A 70-year-old known only as Trina was “up to her knees” in sand on the beach near Hove Lagoon on Saturday after moving to allow a “large group” past.

She became stuck and fell forward on to her wrist, fracturing it in two places.

But Brighton and Hove City Council said there is nothing it can do to prevent such incidents, saying a “natural phenomenon” that can happen at any pebbly beach is to blame.

The Argus: A person stuck in the sand on Hove beach recently
The Argus: A person stuck in the sand on Hove beach recently

A person stuck in the sand on Hove beach recently

“During the current tidal season there is a much bigger movement of water down off the pebbles after high tide as the sea recedes,” a city council spokesman said.

“This extra weight of water sometimes loosens areas of sand below the pebble line.

“This phenomenon can happen at any pebbly beach. It is due to natural forces and is impossible to predict.

“Small areas of soft sand appear randomly and tend to disappear quickly.”

The recent full moon caused a spring tide, meaning water levels are exceptionally high when the tide is in, and extremely low when it is out.

"Our standard advice remains the same: people should respect the sea,” the city council spokesman said.

The Argus: The beach near the i360 saw an exceptionally low tide last Saturday
The Argus: The beach near the i360 saw an exceptionally low tide last Saturday

The beach near the i360 saw an exceptionally low tide last Saturday

“People venturing out to areas between the tidal ranges should do so with caution as the tidal shoreline can present various hazards.
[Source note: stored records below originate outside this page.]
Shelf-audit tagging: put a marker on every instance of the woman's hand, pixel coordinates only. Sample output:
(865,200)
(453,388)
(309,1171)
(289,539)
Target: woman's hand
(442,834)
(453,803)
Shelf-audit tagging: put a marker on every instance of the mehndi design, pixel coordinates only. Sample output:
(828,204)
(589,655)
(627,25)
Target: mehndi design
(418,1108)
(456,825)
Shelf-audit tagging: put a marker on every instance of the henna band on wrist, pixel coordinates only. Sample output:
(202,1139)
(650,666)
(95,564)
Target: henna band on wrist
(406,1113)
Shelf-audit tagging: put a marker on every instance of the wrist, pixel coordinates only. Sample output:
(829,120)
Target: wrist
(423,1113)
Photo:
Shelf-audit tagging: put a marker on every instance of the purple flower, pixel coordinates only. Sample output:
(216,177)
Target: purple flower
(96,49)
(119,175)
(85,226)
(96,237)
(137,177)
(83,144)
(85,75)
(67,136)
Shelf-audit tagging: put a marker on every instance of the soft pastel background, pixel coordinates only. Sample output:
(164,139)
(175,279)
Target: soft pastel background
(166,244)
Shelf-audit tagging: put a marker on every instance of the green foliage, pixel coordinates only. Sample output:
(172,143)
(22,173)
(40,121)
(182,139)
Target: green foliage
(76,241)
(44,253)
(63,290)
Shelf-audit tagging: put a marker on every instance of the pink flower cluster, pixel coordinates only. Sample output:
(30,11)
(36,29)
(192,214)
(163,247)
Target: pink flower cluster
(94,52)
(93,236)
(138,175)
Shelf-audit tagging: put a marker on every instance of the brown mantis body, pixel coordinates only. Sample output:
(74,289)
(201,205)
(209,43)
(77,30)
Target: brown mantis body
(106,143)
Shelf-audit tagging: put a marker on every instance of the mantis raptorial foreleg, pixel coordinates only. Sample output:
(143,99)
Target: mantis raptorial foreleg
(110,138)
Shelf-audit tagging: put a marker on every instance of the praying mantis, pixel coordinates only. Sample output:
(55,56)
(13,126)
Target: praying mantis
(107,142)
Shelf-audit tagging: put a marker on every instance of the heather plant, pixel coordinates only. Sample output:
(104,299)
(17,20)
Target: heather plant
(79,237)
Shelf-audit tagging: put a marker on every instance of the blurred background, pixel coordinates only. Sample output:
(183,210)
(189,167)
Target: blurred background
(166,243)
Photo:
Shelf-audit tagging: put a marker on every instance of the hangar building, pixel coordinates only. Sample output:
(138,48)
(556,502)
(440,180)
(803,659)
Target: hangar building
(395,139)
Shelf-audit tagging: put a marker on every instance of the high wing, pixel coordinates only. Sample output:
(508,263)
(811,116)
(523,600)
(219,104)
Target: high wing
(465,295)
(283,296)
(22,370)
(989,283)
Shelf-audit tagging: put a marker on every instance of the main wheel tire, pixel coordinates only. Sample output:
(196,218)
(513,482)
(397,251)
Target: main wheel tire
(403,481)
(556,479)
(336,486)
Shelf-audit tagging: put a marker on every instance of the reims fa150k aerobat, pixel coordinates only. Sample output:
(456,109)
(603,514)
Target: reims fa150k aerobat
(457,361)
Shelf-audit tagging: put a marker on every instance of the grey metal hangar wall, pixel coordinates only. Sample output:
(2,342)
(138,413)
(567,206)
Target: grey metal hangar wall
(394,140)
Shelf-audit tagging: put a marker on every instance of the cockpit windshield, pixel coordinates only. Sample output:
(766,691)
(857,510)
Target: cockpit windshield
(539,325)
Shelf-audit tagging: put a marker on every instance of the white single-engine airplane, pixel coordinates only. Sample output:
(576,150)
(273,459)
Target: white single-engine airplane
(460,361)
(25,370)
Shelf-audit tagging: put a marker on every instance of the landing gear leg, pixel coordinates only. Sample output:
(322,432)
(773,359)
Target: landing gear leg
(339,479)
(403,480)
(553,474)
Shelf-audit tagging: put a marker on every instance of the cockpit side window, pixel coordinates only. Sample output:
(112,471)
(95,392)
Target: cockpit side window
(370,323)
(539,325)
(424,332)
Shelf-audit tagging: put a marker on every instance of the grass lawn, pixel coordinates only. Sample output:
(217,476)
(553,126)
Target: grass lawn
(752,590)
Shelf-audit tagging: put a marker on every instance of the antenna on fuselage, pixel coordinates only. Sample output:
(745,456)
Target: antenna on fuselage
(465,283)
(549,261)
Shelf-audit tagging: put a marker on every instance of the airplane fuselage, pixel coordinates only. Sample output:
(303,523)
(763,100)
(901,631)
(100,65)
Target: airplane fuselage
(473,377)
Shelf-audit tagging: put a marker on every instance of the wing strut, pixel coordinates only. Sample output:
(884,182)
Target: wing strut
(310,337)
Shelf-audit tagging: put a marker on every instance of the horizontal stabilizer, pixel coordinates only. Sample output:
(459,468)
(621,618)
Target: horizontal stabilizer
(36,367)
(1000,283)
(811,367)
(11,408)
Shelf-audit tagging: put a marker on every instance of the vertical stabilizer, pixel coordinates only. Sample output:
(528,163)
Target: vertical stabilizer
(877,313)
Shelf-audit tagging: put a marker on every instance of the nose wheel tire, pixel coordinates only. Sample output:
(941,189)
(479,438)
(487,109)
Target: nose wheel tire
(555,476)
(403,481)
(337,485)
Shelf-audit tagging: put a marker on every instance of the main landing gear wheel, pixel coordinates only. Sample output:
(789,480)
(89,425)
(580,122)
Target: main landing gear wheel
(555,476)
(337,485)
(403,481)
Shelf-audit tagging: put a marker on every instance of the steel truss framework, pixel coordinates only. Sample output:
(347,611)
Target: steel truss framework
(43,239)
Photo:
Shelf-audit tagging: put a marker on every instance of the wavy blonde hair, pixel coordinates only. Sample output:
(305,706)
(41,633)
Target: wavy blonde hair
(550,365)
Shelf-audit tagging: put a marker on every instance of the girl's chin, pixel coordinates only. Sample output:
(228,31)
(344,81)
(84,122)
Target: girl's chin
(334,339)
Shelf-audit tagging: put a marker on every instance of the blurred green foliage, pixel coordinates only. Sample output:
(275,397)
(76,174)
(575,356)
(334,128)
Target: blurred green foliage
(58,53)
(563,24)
“We’re sorry to hear of people having problems with soft sand along our seafront at the moment.”

But Adele Gee, a friend of Trina’s and year-round sea swimmer, said there should be notices to warn people of the risk.

She told The Argus: “It might just make people think twice about walking there.

“When you think of the amount of stay-cations – there’s just not enough coverage or even knowledge.”

But when pressed on whether it would consider signage, the city council did not respond.